Problem

You are given a 0-indexed string s and a dictionary of words dictionary. You have to break s into one or more non-overlapping substrings such that each substring is present in dictionary. There may be some extra characters in s which are not present in any of the substrings.

Return the minimum number of extra characters left over if you break up s optimally.

Examples

Example 1:

Input: s = "leetscode", dictionary = ["leet","code","leetcode"]
Output: 1
Explanation: We can break s in two substrings: "leet" from index 0 to 3 and "code" from index 5 to 8. There is only 1 unused character (at index 4), so we return 1.

Example 2:

Input: s = "sayhelloworld", dictionary = ["hello","world"]
Output: 3
Explanation: We can break s in two substrings: "hello" from index 3 to 7 and "world" from index 8 to 12. The characters at indices 0, 1, 2 are not used in any substring and thus are considered as extra characters. Hence, we return 3.

Solution

Method 1 - Top down DP

  1. Recursive Function:

    • The dp(i) function returns the minimum number of extra characters from position i to the end of the string s.
    • Base Case: When i equals the length of s, we have processed the entire string, so we return 0.
  2. Recursive Step:

    • Assume the character at position i is extra and call dp(i + 1) + 1.
    • Check all possible substrings starting from i to find if any substring is in the dictionary. If a substring s[i:j] is found in the dictionary, recursively call dp(j).
  3. Memoization:

    • Memoize the results of the recursive calls to avoid redundant calculations and speed up the process.

Code

Java
public class Solution {
    private Set<String> dictSet;
    private Map<Integer, Integer> memo;
    private String s;

    public int minExtraChar(String s, List<String> dictionary) {
        this.s = s;
        this.dictSet = new HashSet<>(dictionary);
        this.memo = new HashMap<>();
        return dfs(0);
    }

    private int dfs(int i) {
        int n = s.length();
        if (i == n) {
            return 0;
        }
        if (memo.containsKey(i)) {
            return memo.get(i);
        }

        // Assume s[i] is an extra character
        int minExtra = dfs(i + 1) + 1;

        // Try to find any substring starting at i that is in dictionary
        for (int j = i + 1; j <= n; j++) {
            if (dictSet.contains(s.substring(i, j))) {
                minExtra = Math.min(minExtra, dfs(j));
            }
        }

        memo.put(i, minExtra);
        return minExtra;
    }
}
Python
def minExtraChars(s, dictionary):
    dict_set = set(dictionary)
    n = len(s)
    memo = {}

    def dp(i):
        if i == n:
            return 0
        if i in memo:
            return memo[i]

        # Assume s[i] is an extra character
        min_extra = dp(i + 1) + 1

        # Try to find any substring starting at i that is in dictionary
        for j in range(i + 1, n + 1):
            if s[i:j] in dict_set:
                min_extra = min(min_extra, dp(j))

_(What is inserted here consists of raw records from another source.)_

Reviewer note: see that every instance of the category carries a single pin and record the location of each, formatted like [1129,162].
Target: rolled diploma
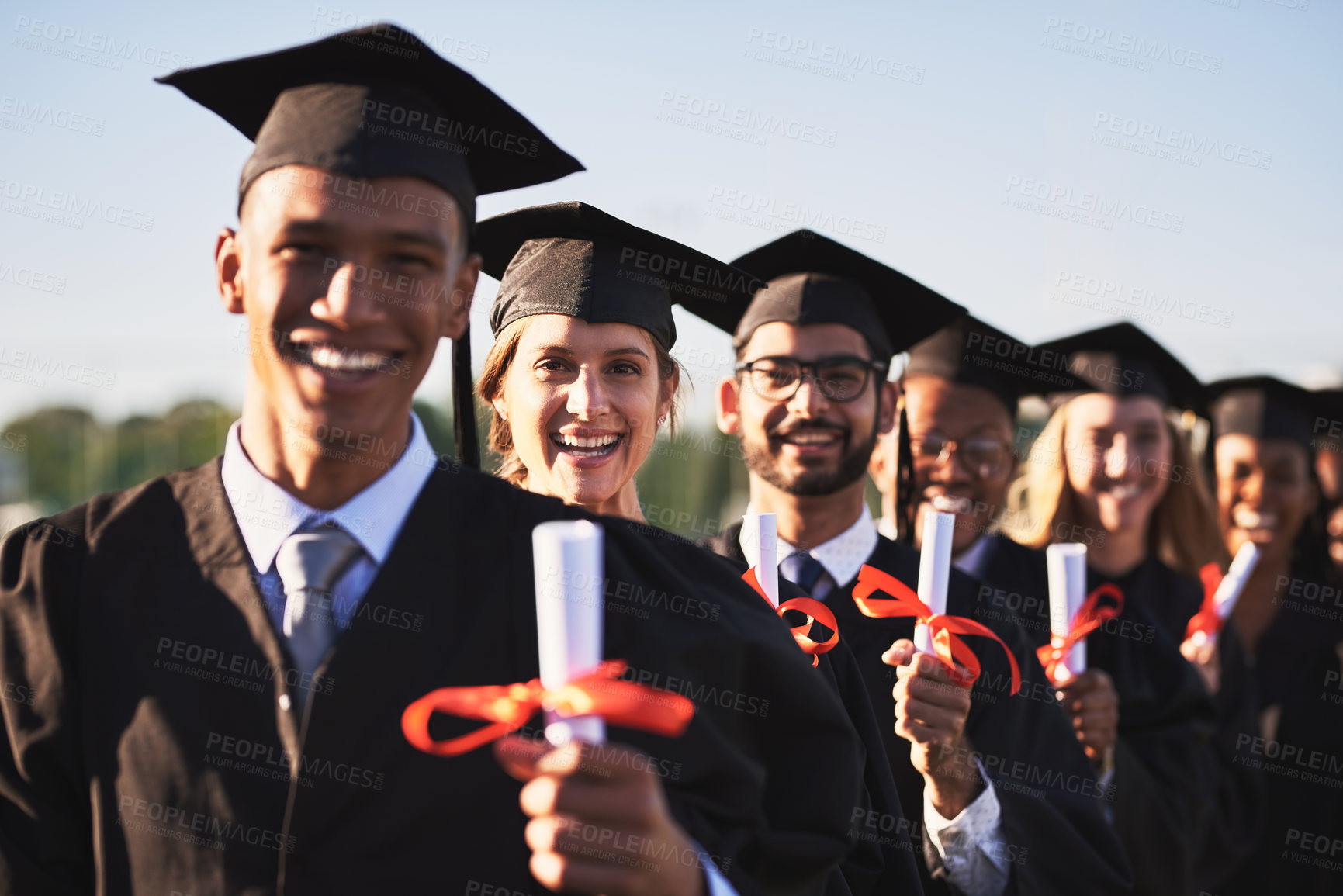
[760,545]
[1067,566]
[933,570]
[1229,591]
[567,559]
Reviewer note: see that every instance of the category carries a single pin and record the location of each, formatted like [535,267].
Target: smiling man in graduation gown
[999,795]
[215,664]
[962,387]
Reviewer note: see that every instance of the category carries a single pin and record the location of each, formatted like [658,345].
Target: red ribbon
[1206,620]
[598,694]
[815,611]
[948,648]
[1089,617]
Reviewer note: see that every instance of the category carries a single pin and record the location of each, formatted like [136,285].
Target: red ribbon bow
[815,611]
[598,694]
[946,629]
[1208,620]
[1089,617]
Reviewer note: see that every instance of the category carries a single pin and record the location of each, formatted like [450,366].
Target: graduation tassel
[466,449]
[904,479]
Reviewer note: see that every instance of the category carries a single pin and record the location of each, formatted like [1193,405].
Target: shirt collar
[845,554]
[268,514]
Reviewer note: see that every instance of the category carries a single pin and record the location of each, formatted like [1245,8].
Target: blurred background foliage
[694,483]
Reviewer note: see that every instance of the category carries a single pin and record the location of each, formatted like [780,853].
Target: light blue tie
[309,566]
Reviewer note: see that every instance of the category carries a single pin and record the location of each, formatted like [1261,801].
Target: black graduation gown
[1163,765]
[881,857]
[1299,673]
[1236,813]
[1056,837]
[154,749]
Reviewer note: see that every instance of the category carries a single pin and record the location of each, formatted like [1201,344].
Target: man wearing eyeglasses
[808,400]
[961,415]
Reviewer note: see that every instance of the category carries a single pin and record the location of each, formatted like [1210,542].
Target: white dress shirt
[268,515]
[968,846]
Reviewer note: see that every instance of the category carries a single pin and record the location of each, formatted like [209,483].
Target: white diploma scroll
[567,559]
[933,570]
[760,545]
[1067,566]
[1229,591]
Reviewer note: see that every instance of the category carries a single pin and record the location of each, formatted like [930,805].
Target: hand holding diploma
[598,811]
[1092,703]
[1088,695]
[1220,597]
[595,808]
[931,711]
[599,821]
[931,705]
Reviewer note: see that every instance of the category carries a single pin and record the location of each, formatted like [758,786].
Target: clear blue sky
[994,150]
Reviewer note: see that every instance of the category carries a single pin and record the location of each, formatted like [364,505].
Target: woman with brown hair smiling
[580,379]
[1113,470]
[1267,495]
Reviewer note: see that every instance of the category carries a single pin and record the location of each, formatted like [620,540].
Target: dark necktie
[808,571]
[309,566]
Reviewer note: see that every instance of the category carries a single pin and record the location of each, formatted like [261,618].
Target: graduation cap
[379,102]
[376,102]
[1122,360]
[1327,420]
[971,352]
[814,280]
[1264,407]
[571,258]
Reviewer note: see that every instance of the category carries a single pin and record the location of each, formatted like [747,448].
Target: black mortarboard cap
[971,352]
[1327,418]
[376,102]
[571,258]
[814,280]
[1124,362]
[1264,407]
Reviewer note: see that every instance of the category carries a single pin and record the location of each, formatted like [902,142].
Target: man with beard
[216,666]
[808,402]
[1137,703]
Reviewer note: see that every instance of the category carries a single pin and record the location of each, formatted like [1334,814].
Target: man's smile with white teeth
[810,435]
[1248,519]
[332,359]
[1122,492]
[950,504]
[587,445]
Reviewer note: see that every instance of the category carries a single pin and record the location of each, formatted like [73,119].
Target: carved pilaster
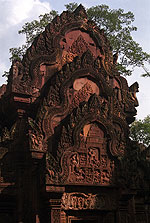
[55,209]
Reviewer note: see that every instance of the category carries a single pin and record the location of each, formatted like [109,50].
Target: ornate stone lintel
[82,201]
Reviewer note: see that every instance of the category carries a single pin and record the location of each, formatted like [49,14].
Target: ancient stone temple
[65,151]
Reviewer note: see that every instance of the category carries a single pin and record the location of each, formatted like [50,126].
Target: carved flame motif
[91,164]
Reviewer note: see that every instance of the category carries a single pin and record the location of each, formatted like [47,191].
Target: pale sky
[14,13]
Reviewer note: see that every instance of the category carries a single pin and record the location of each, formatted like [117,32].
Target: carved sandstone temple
[65,152]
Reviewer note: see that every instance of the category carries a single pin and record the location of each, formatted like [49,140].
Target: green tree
[117,25]
[140,131]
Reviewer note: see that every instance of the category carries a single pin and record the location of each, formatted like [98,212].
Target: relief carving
[81,201]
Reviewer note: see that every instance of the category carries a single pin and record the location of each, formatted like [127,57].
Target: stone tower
[65,151]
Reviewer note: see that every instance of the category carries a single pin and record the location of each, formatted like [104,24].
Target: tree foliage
[117,25]
[140,131]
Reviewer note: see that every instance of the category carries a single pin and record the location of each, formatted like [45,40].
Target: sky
[14,14]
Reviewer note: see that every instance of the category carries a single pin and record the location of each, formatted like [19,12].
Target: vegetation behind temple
[140,131]
[117,25]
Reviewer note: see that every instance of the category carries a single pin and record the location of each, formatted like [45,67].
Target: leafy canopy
[117,25]
[140,131]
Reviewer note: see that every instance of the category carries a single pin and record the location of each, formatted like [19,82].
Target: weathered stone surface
[65,151]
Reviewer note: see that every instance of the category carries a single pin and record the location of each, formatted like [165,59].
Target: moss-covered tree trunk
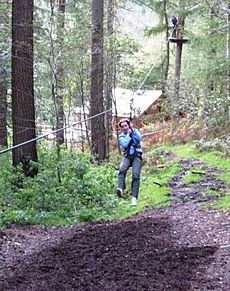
[98,134]
[23,111]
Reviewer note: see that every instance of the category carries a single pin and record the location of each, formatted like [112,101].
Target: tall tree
[109,84]
[3,104]
[59,75]
[98,134]
[23,112]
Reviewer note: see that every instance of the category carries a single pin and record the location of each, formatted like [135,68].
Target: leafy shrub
[70,189]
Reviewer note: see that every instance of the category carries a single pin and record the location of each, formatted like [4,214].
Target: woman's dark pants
[136,164]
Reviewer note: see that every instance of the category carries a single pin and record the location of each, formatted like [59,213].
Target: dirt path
[183,247]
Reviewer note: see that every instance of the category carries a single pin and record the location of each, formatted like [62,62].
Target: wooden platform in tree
[178,40]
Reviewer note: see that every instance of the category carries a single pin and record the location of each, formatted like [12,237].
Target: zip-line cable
[52,132]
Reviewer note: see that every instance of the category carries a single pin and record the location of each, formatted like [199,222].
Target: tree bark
[166,62]
[3,105]
[109,84]
[60,119]
[98,134]
[179,46]
[23,111]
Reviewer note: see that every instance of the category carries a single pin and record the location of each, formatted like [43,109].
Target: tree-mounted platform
[178,40]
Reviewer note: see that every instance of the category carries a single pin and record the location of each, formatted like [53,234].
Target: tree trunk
[3,105]
[179,46]
[23,111]
[109,84]
[98,141]
[60,120]
[166,61]
[228,62]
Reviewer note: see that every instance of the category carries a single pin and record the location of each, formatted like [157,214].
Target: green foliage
[86,190]
[72,190]
[192,176]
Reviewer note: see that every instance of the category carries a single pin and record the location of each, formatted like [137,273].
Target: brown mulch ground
[184,247]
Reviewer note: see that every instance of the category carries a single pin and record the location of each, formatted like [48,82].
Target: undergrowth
[72,189]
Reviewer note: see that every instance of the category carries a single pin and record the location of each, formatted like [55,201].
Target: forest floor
[182,247]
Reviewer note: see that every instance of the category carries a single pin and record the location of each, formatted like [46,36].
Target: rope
[52,132]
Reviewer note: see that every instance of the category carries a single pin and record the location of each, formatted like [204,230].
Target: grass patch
[193,176]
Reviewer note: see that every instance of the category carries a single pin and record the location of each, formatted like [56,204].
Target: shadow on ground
[136,254]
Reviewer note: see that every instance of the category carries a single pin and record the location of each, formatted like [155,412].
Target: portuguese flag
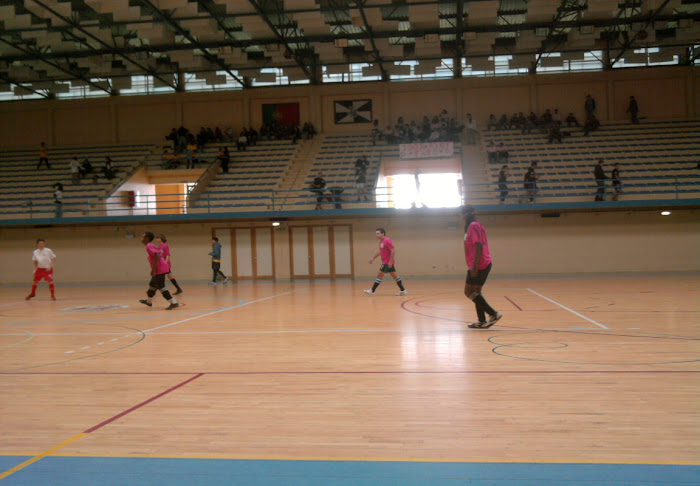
[282,113]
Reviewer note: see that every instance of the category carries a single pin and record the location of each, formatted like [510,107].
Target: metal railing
[632,189]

        memo[i] = min_extra
        return min_extra

    return dp(0)

Complexity

  • ⏰ Time complexity: O(n^2), due to the substring checks and recursive calls with memoization.
  • 🧺 Space complexity: O(n) for the memoization map and recursion stack.

Method 2 - Top Down DP

Code

Java
class Solution {
    public int minExtraChar(String s, String[] dictionary) {
        int n = s.length();
        Set<String> dictSet = Set.of(dictionary);
        int[] dp = new int[n + 1];
        Arrays.fill(dp, Integer.MAX_VALUE);
        dp[0] = 0;

        for (int i = 1; i <= n; i++) {
            for (int j = 0; j < i; j++) {
                String substring = s.substring(j, i);
                if (dictSet.contains(substring)) {
                    dp[i] = Math.min(dp[i], dp[j]);
                } else {
                    dp[i] = Math.min(dp[i], dp[j] + i - j);
                }
            }
        }

        return dp[n];
    }
}
Python
def minExtraChars(s, dictionary):
    dict_set = set(dictionary)
    n = len(s)
    memo = {}

    def dp(i):
        if i == n:
            return 0
        if i in memo:
            return memo[i]

        # Assume s[i] is an extra character
        min_extra = dp(i + 1) + 1

        # Try to find any substring starting at i that is in dictionary
        for j in range(i + 1, n + 1):
            if s[i:j] in dict_set:
                min_extra = min(min_extra, dp(j))

        memo[i] = min_extra
        return min_extra

    return dp(0)

Complexity

  • ⏰ Time complexity: O(n^2), because of the nested loops where we consider all substring pairs.
  • 🧺 Space complexity: O(n) for the DP array